All things that were no-nos for Camorra women.
Vanna bent the rules.
And sometimes, outright broke them.
Expectations came along with those freedoms, however. And they all revolved around Mario, and what he and his family wanted for the two of them. Vanna couldn’t say she felt the same, but for now, she had what she wanted. Wasn’t that the most important thing? She thought so.
“Of course, I’ll go,” she told him.
Mario nodded as he parked the car. “Good. They love you.”
No.
They loved the idea of her.
They loved that Mario wanted her.
A prize to be won.
Very little else.
Vanna said nothing else, picking up her bag from the floor of the car, and opening the passenger door to step out. By the time she rounded the front of the car, Mario was standing there to walk into the building with her. Or so he fucking thought, anyway.
She had news for him.
“Tell your parents next week for dinner, okay,” she said, “I need a nap, I think. It’s been a long day.”
Mario arched a brow. “It’s one in the afternoon.”
“And it feels like five.”
“Not feeling well? You should let me walk you in, and—”
Nope.
Vanna smiled a blinding sight.
An angel with the devil’s intentions.
That’s what people liked to say about women who were exceptionally beautiful and could dazzle and distract with nothing more than a smile. Vanna was absolutely one of those women, and she held no shame about using it, either.
“Another day, okay?”
Mario shrugged, and nodded. “Sure, another day.”
He leaned in, and she let him press a quick kiss to the side of her cheek. His hand found her side to squeeze.

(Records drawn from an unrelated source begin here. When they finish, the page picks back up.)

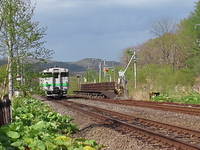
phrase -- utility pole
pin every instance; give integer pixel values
(135, 68)
(100, 72)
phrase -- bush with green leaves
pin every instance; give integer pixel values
(36, 127)
(192, 98)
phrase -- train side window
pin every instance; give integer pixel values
(64, 74)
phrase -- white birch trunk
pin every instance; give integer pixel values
(10, 75)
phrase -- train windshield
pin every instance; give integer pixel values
(55, 75)
(47, 75)
(64, 74)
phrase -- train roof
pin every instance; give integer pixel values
(56, 69)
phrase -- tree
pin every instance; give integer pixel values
(20, 37)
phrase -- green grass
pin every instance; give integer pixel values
(192, 98)
(35, 126)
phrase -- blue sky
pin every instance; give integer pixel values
(80, 29)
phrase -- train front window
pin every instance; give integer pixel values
(64, 74)
(47, 75)
(55, 75)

Both touches lingered a beat too long, but the man wouldn’t take a fucking hint a long time ago, so he certainly wasn’t going to get it, now.
“You know,” he murmured, his lips still grazing her skin as his words whispered into her ear, “pretty soon, this game is going to get tiring.”
Vanna stiffened. “Pardon?”
“Don’t play coy. This thing, Van. This shit you do. Dangling yourself like a treat in front of me, and then pulling it away at the last minute. Someday, I’m just going to lean in and ... take a bite.”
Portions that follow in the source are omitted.